Blame bestiality on broken social ties

By Tony malesi

Kenya: It’s unfortunate that livestock continues to feel the heat as bestiality runs rampant. Our society is gone to the dogs (and livestock).

Folks, we lost the plot when we logged onto social media. Nowadays we invite each other for dates, reunions, get-togethers and house-parties.

But once we arrive, we unashamedly ignore one another and only steal glances when we are sure the other person is not watching. Unlike we used to do to break ice, no one talks about the weather, or complains about government and taxes.

Instead, everyone displays their sophistication by whipping out iPads, tablets and laptops (and to ensure no one bothers us, we plug in earphones) and disappear into outer space. We begin chatting with perfect strangers on Facebook and Twitter, cheating them that we are at a bash ‘having fun’.

That’s why the first thing a visitor asks you — unlike back in the day when they relaxed and expected a drink — is “Uko na kale ka charger ka pin ndogo (you have that phone charger with a tiny pin)? To which I always say ‘no’, lest they charge their gizmos and then roundly ignore me.

Not long ago, Kenyans would meet, and socialise properly. Business deals would be struck, unemployed ones got jobs, bachelors would get wives and vice versa. This fidgeting with electronic gadgets at social gatherings is killing our social capital. No self-disclosure anymore. Broken social ties are to blame for our woes.

News that a chap I had been acquainted to at a party killed his wife a day later; a boy in Kirinyaga stubbed his brother to death for accidentally breaking his three eggs and refused to pay; and a son in Naivasha hit his father with a blunt object and killed for allegedly asking him to turn down the volume of the radio... such stories have become so commonplace that they are no longer shocking.

In the leafy suburbs, things aren’t any different. When it’s meal time, I hear people get notified via WhatsUp because veryone is busy in their bedroom browsing the internet on their phones. And if they don’t like whatever is served, they don’t discuss, they write a protest memo and cc everyone or better yet, tweet about it.

When frustrated, other than sharing the problem with family, they make it a Facebook status for strangers whose only help is ‘like’ it. When worse comes to worst, they commit suicide.  We chat, for hours, with strangers online in far flung places, yet we have never bothered knowing our next-door neigbours’ names or just saying ‘hi’.
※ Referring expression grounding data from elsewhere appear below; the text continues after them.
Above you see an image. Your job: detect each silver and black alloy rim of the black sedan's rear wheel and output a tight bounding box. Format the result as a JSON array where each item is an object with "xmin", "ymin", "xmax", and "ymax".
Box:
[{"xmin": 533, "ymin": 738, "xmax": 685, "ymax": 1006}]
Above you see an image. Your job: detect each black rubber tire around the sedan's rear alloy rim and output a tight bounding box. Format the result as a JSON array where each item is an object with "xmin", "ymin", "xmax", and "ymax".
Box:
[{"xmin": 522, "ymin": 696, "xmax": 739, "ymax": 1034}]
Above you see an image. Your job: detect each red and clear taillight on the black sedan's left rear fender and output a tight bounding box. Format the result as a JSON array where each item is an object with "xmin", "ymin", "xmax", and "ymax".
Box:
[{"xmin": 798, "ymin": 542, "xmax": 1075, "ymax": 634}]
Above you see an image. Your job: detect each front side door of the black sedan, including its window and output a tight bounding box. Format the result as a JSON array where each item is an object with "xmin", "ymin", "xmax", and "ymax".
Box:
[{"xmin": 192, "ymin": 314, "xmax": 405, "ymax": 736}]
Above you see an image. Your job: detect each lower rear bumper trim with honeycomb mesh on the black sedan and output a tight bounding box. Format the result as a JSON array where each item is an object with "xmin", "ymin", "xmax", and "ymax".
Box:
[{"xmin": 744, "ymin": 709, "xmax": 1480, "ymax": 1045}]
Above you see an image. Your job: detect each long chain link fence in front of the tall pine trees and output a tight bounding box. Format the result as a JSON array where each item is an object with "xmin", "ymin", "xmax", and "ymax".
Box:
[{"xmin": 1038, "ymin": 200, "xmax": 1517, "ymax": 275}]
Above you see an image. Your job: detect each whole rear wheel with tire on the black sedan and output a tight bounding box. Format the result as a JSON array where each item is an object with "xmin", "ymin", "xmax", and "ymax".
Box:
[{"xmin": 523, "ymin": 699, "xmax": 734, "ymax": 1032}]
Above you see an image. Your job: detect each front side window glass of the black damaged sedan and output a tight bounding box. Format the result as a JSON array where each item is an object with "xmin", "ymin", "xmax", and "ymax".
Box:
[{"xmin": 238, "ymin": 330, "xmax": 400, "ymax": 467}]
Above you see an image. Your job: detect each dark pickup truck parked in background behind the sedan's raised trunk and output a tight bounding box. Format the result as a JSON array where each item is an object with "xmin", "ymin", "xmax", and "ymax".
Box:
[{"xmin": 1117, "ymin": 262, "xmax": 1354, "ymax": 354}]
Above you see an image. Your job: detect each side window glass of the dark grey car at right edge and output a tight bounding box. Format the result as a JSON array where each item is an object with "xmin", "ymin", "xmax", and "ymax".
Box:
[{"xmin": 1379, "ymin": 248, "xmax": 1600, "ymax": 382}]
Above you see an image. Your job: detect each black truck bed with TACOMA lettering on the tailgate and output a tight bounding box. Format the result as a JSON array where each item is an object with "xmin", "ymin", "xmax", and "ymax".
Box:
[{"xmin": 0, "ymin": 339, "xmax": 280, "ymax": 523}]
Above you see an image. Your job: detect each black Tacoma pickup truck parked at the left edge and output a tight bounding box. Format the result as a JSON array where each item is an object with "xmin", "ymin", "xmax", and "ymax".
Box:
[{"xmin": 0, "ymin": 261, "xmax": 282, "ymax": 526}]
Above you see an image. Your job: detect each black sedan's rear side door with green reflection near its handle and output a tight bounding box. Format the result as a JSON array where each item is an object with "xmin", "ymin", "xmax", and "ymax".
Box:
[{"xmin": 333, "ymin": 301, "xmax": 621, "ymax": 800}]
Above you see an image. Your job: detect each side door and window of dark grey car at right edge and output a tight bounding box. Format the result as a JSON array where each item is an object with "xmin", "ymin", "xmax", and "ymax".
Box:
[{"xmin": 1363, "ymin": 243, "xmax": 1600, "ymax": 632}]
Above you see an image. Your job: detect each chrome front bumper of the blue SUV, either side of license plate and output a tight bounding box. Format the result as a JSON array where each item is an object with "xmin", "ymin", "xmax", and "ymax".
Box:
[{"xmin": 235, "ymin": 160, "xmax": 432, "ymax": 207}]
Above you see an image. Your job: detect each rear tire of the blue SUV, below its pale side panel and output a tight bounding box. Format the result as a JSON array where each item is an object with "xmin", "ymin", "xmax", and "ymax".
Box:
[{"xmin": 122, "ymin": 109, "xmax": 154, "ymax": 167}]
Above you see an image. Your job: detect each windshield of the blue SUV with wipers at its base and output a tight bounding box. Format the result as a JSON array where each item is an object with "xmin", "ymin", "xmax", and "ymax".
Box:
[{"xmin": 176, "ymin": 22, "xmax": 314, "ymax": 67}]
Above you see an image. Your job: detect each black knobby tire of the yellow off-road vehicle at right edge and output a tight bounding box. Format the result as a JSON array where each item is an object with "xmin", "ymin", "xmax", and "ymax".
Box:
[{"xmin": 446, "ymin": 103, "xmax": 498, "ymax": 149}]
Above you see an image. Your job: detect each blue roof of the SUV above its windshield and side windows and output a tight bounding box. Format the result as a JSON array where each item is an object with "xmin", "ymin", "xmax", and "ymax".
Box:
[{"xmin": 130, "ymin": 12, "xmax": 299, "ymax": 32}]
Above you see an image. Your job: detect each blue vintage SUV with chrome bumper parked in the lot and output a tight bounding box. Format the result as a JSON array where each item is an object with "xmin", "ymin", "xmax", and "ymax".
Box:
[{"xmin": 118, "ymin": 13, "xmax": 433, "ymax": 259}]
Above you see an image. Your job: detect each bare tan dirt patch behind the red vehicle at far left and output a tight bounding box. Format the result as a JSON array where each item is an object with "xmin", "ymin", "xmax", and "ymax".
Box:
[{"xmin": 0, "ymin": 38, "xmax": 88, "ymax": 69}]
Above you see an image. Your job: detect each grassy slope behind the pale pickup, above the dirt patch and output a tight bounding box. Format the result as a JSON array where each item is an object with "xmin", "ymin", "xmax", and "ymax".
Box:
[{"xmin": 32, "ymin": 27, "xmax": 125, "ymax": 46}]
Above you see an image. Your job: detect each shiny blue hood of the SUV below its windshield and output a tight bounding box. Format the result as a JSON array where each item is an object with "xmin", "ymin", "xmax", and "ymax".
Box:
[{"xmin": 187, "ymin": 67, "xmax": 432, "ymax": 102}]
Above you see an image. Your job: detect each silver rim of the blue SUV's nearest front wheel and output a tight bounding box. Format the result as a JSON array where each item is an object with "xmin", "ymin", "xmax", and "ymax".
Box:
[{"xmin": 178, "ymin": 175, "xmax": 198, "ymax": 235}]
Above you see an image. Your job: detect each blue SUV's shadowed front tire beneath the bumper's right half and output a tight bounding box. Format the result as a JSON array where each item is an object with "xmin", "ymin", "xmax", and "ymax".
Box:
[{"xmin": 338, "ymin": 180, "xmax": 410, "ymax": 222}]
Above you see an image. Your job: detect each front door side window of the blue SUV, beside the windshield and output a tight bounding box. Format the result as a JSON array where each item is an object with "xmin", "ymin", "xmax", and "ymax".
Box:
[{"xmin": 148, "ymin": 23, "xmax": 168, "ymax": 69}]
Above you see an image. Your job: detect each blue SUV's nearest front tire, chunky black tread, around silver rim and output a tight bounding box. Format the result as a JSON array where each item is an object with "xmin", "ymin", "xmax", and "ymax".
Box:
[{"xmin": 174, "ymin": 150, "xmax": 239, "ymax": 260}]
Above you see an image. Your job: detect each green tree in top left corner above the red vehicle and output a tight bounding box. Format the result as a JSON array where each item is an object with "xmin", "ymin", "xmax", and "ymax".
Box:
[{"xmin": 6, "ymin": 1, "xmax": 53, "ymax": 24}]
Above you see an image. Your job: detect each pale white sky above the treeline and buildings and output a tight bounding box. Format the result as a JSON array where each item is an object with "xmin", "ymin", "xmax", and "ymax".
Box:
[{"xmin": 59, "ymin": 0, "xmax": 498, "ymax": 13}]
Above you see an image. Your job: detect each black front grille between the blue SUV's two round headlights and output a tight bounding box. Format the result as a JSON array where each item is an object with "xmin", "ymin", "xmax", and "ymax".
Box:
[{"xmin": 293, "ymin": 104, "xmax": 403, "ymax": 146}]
Worse, courtship is no longer the drawn out process that it used to be — complete with spies dispatched to investigate prospective in-laws . Today a social misfit unknowingly seduces his distant cousin (on Facebook), marries her and they get kids. Three or so years down the line, he confidently strolls to his home village — wife and a tot in tow, and introduces them.

Tongues begin to wag because he has not only married a cousin but a descendant of a banished social psychopath! Hell, of course, breaks loose, someone commits suicide and the husband begins to ‘act funny’. Before you know it, the man is reported to have molested a hen that looked at him ‘suggestively’.

Anyway, sorry I have take so much of your time because I know you are dying to go back to your phone and ogle at the six nude  pictures stored in your photo gallery.